To install this gem onto your local machine, run bundle exec rake install. To release a new version, update the version number in version.rb, and then run bundle exec rake release, which will create a git tag for the version, push git commits and the created tag, and push the .gem file to rubygems.org.

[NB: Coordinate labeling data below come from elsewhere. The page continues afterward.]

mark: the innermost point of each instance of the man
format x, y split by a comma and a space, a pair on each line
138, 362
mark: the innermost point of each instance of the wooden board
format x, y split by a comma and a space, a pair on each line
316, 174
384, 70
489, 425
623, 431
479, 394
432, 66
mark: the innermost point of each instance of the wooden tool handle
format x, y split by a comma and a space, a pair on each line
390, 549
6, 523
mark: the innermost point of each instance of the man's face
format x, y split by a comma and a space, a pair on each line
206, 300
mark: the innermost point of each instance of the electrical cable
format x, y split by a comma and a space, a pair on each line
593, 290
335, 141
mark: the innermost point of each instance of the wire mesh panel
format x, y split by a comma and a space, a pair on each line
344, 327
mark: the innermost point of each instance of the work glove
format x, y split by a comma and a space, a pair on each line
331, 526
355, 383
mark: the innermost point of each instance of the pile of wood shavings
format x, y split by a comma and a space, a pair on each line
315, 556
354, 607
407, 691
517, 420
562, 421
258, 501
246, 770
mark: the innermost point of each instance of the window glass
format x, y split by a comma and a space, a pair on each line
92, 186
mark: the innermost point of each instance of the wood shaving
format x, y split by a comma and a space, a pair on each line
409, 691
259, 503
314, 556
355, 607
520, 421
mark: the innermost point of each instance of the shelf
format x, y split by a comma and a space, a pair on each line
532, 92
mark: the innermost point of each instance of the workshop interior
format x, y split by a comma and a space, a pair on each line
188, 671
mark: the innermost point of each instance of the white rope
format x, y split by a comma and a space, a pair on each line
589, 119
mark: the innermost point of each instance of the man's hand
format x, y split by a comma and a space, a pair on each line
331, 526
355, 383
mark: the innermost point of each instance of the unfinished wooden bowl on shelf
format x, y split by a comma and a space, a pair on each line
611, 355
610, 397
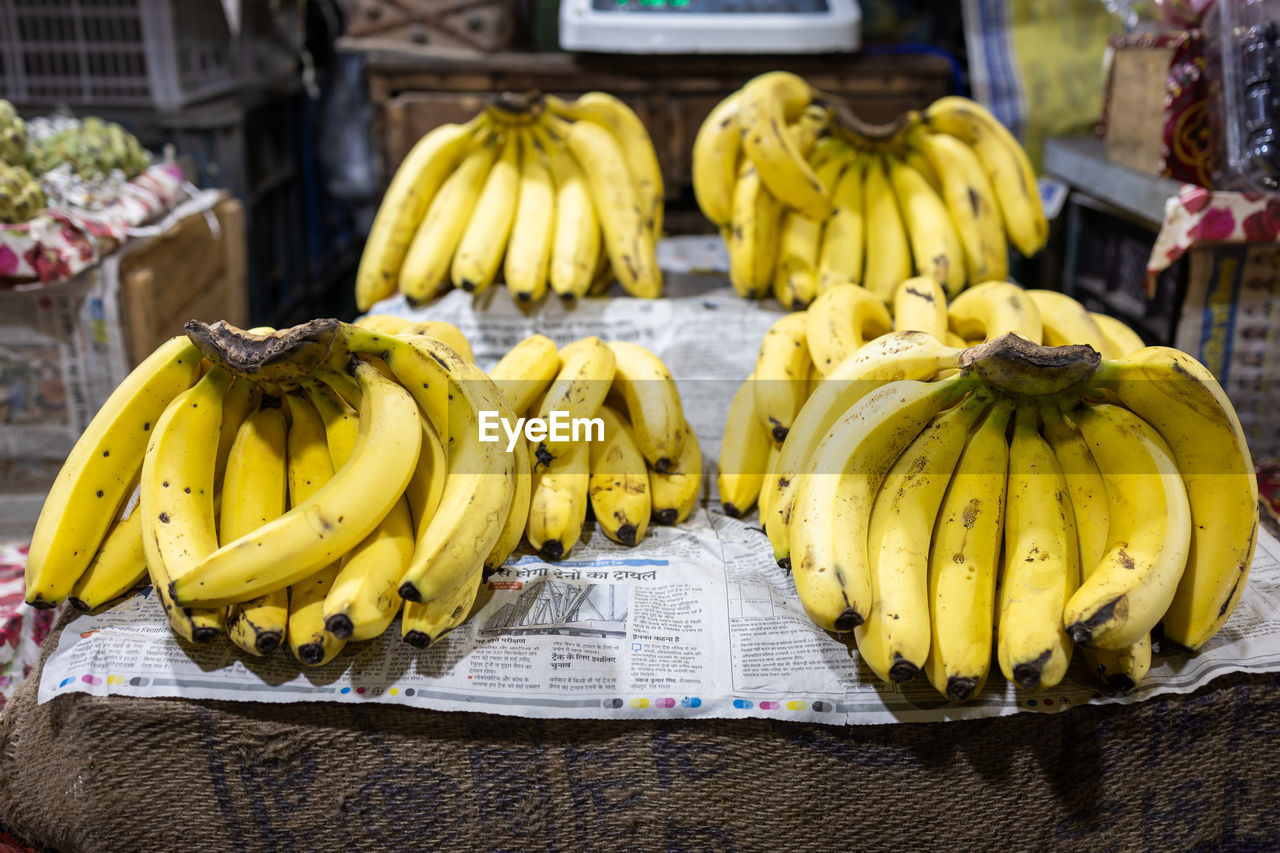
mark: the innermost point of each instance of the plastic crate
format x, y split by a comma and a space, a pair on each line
161, 54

Bug reports and pull requests are welcome on GitHub at https://github.com/test-IO/llm_eval_ruby. This project is intended to be a safe, welcoming space for collaboration, and contributors are expected to adhere to the code of conduct.
The gem is available as open source under the terms of the MIT License.
Everyone interacting in the LlmEvalRuby project's codebases, issue trackers, chat rooms and mailing lists is expected to follow the code of conduct.